In the world of the Black & Gold, Wisconsin native Phil Kessel, at just 21 years of age, has already lived a life full of very high ups and very low downs. After just one season at the University of Minnesota, Kessel was drafted by the Bruins 5th overall in 2006 at just 18. Kessel made the big club right out of training camp, but months into his rookie season, he was diagnosed with testicular cancer. With determination and perseverance, Kessel not only recovered from surgery, he returned to the ice much quicker than expected, earning himself the NHL’s Masterton Trophy, given for sportsmanship and dedication to hockey.
This past year, Phil Kessel emerged as the great scorer he came here to be. Leading the team with 36 goals in just his third season in the league, Kessel found himself on the team’s top forward line, and amongst the league’s great up-and-coming stars. Of course, with success comes reward. Kessel’s three-year rookie contract has run its course, and so the Bruins are faced with a major salary cap puzzle…how do they re-sign the team’s top scorer and fit his salary under the league’s estimated $56.7 million hard cap? With just about $7 million in cap space, the B’s find themselves very tight to the cap ceiling, which leads to the bigger question…should the team trade Kessel before July 1st, so he doesn’t walk away for nothing? Granted, if another NHL offers a contract to Kessel, the Bruins are able to match it if they so choose. But word on the street suggests that Kessel will command in the neighborhood of $5 million per year, which may be very difficult for Boston to pay out.
So what will each team do? While other teams around the country are looking at their futures, drafting young high school and collegiate stars that they hope will become the face of their respective franchises, our two Boston franchises are faced with serious questions surrounding their own youngsters, already on their roster.
In my mind, you have to find a way to keep both of these kids in Boston long term. You know what you have with each of them. Both are leaders. Both are great, and getting even better. And both have the intangible that can be tough to find and even tougher to teach…they have proved that they can handle the heavy scrutiny and criticism that comes with playing in Boston. The Celtics haven’t had a star point guard since the days of Dennis Johnson.

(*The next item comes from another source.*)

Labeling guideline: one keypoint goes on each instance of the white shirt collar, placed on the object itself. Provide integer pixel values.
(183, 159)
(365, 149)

Top point guards are very difficult to find, and so now that they have one, they need to hold onto him tight. In hockey, goal-scorers do not grow on trees. Losing Kessel means the B’s would need to find a way to replace his production elsewhere, and other than getting Marco Sturm back from a knee injury, I don’t see where that production comes from.
Both of these young studs are athletes you can build a team around. As always, it will of course come down to the almighty dollar. GMs Danny Ainge and Peter Chiarelli have both done phenomenal jobs in making huge strides getting their teams to the top of the heap in the NBA and NHL, making our winter sports teams relevant again. But this summer, they each could be facing the most pivotal offseasons of their tenure thus far. Getting to the top is one thing, staying at the top is something totally different. Keeping number 9 in green and number 81 in black and gold makes that goal all the more achievable. So let the other teams grab new talent from the ranks of the unproven. We have our proven young faces of their franchises already, and we don’t want them going anywhere.